Info Edge crosses Rs 2,500 Cr revenue and Rs 500 Cr profit threshold in FY24

EntrackrEntrackr · 1y ago
Info Edge crosses Rs 2,500 Cr revenue and Rs 500 Cr profit threshold in FY24
Medial

Info Edge, the parent company of Naukri and 99acres, published its financial statements on Thursday. The consolidated figures showcased a modest 8% increase in revenue for FY24. However, the company made a turnaround in its bottom line, transitioning from a loss of Rs 70 crore in FY23 to a profit of Rs 594 crore in FY24. Info Edge’s revenue from operations grew 8% to Rs 2,536 crore in FY24 from Rs 2,345 crore in FY23, its consolidated financial statements disclosed with the stock exchange shows. Meanwhile, the company posted a 4.8% increase in revenue to Rs 657 crore in Q4 FY24 from Rs 627 crore in Q3 FY24. The Sanjeev Bikchandani-led firm operates through different segments.
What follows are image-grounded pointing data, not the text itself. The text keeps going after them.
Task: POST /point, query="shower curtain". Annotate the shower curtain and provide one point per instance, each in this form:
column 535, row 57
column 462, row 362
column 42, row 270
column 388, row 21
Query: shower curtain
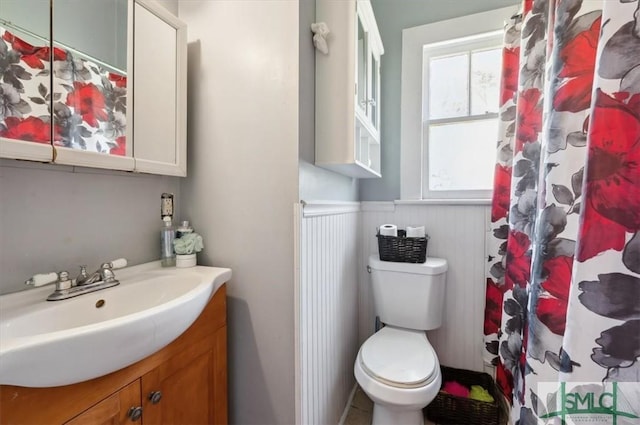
column 562, row 317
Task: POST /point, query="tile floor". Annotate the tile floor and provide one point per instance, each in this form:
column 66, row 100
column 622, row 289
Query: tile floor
column 361, row 410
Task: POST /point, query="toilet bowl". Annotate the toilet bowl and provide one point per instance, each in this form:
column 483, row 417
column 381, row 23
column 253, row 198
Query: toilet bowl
column 397, row 367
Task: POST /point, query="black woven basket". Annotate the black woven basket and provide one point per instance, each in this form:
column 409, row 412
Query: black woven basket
column 402, row 249
column 450, row 409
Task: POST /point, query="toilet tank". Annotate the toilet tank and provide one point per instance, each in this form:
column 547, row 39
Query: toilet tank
column 409, row 295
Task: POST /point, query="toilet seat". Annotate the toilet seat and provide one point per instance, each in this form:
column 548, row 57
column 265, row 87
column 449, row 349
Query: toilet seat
column 399, row 358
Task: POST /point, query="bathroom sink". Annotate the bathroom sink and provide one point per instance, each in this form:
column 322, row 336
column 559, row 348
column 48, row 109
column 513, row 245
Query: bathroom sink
column 48, row 344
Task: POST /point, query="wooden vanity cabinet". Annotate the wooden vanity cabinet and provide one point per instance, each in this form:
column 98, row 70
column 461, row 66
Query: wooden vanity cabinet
column 184, row 383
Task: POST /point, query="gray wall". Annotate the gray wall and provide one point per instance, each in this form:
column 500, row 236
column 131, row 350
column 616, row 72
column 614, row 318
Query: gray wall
column 55, row 217
column 315, row 183
column 393, row 16
column 243, row 120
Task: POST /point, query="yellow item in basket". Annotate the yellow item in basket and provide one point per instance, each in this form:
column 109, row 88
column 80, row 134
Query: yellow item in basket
column 479, row 393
Income from Naukari.com and related portals formed 74.1% of its total revenue which increased 7.49% to Rs 1,880 crore in FY24. Its other segment 99acres saw a 23.6% growth to Rs 351 crore in FY24. Jeevansathi and Shiksha combined participated with Rs 305 crore of revenue during FY24. Info Edge made Rs 414 crore from non-operating activities tallying its total revenue to Rs 2,950 crore in FY24. Akin to other internet companies, its employee benefits accounted for 61% of its total expenditure which grew only 2.83% to Rs 1,128 crore in FY24 from Rs 1,097 crore in FY22. Info Edge’s network/internet, advertising cum promotional, legal, traveling and other overheads push the total expenditure to Rs 1830 crore in FY23 from Rs 1,858 crore in FY23. Note 1: The company recorded exceptional items of Rs 110 crore and Rs 509 crore in FY24 and FY23 respectively due to the decrease in the carrying value of investments. This was the primary reason for the significant loss posted in FY23. Note 2: The company has 15 joint ventures including Makesense, Happily Unmarried’s Ustraa (now acquired by VLCC), Shopkirana, Juno, Sploot and others during FY24. Info Edge recorded a share loss of Rs 131 crore and 231 crore in FY24 and FY23 respectively in its joint ventures which also makes a part of its consolidated figures and reflects losses in the financial statements. At the end, Indo Edge posted a net profit of Rs 594 crore in FY24 where the figures stood at a loss of Rs 70 crore in FY23 (refer note 1 and 2). On a unit level, it spent Rs 0.72 to earn a rupee in FY23.